The 4 Crucial C's

About Fable
  • The 4 Crucial C's

    A child must feel innately all of the 4 C’s. Children who have the 4 C’s are caring, co-operative, respectful and resourceful. By ensuring that our children get the 4 C’s in the critical early years - before the age of five when the foundation of personality is set - the basis for later life success determined.

  • Connect

    "I need to believe I have a place - that I belong."

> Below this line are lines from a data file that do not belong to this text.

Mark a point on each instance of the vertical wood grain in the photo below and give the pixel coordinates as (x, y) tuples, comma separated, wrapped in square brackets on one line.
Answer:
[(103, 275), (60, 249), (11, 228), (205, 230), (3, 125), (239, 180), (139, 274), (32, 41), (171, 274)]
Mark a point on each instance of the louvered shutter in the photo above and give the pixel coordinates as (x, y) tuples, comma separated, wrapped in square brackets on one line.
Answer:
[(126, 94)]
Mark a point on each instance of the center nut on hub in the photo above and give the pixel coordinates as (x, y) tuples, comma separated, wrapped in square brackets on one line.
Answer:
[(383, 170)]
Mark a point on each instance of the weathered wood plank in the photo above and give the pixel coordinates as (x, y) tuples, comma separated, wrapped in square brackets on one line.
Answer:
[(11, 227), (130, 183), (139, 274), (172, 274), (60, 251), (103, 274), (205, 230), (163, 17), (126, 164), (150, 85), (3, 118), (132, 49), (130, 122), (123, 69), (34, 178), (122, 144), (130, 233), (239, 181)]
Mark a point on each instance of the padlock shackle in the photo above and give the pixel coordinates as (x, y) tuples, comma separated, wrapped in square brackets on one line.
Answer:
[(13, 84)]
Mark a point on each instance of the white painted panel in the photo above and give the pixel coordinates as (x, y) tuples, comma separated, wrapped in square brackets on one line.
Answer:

    We connect kids and help them feel that they are an important member of the class each and every day. We help the child feel connected by:

    Providing many opportunities for co-operative interaction
    • Class meetings are held to help build class rules consentually and to problem solve issues
    • We have designed a cozy environment to keep children in close proximity to one another to promote child-to-child interaction
    Showing an interest in each student
    • Staggered drop off allows us to greet each child individually and genuinely
    • Chatting and joining them for snack and play time
    • Finding out about their hobbies, families, and trips
    Giving Positive Attention
    • We display a variety of everyone’s art work – not just the “best”
    • We notice and comment when we see behaviour and attitudes that are helpful and appropriate. “You sure helped our class get ready for snack by putting those toys away.”
    Finding and recognizing strengths and talents
    • We look for strengths – not just academic, but mechanical, artistic, athletic, creative, social. Every child has something they are good at. We find that skill and uncover it.
    • We accentuate the Positive – Eliminate the negative.
    Showing Acceptance – separate the deed from the doer
    • We do this with both positive and negative behaviors
  • Capable

    "I need to believe I can do it!"

    We train and encourage self-reliance at every opportunity. Once a child has learned a new skill, they continue to do it for themselves.

    We help the child feel connected by:

    Making mistakes a learning experience
    • Setting the tone and discussing that it is okay to make mistakes “If someone makes a mistake, what do you think we should do?”
    • Demonstrating learning from mistakes “What did you learn? What will you do differently next time?”
    Building Confidence
    • Focusing on improvement not perfection
    • Noticing contribution
    • Building on strengths
    • Believing in the students
    Allowing the child to do for themselves, children will
    • Take care of their own bags and coats
    • Clean up after their own activities
    • Manage their own snack
  • Count

    "I need to believe I can make a difference."

    In order to feel we have value we must contribute. At our school, we create opportunities for children to experience their own importance in the class.

    We accomplish this by:

    Promoting Contribution
    • Every child has a job they need to do everyday to help the classroom function. This is a position of responsibility they volunteer for.
    • Allowing the child to provide input into scheduling, choice of projects and class outings.
    Providing Recognition
    • We give appreciation and complements at class meetings
    • Sending home “love notes” – a brief note that shares concretely something the teacher noticed and appreciated about the child that day
    • Holding class meetings, so each child has a say in what affects them.
  • Courage

    "I need to believe I can handle what comes."

    To feel courageous means to be willing to face challenges with uncertain outcomes and know that you’ll be okay regardless. When a child learns to read they are going to make many mistakes. A child with courage will learn more quickly because they won’t give up. They will have the courage to persevere.

    We accomplish this by:

    Nurturing Courage at the School
    • Our teachers watch for and eliminate the subtle forms of discouragement that children may face. All of our teachers are expertly trained in the skill of “encouragement”.
    • We focus on effort and improvement.
    • We replace traditional competitive approaches with progressive co-operative styles.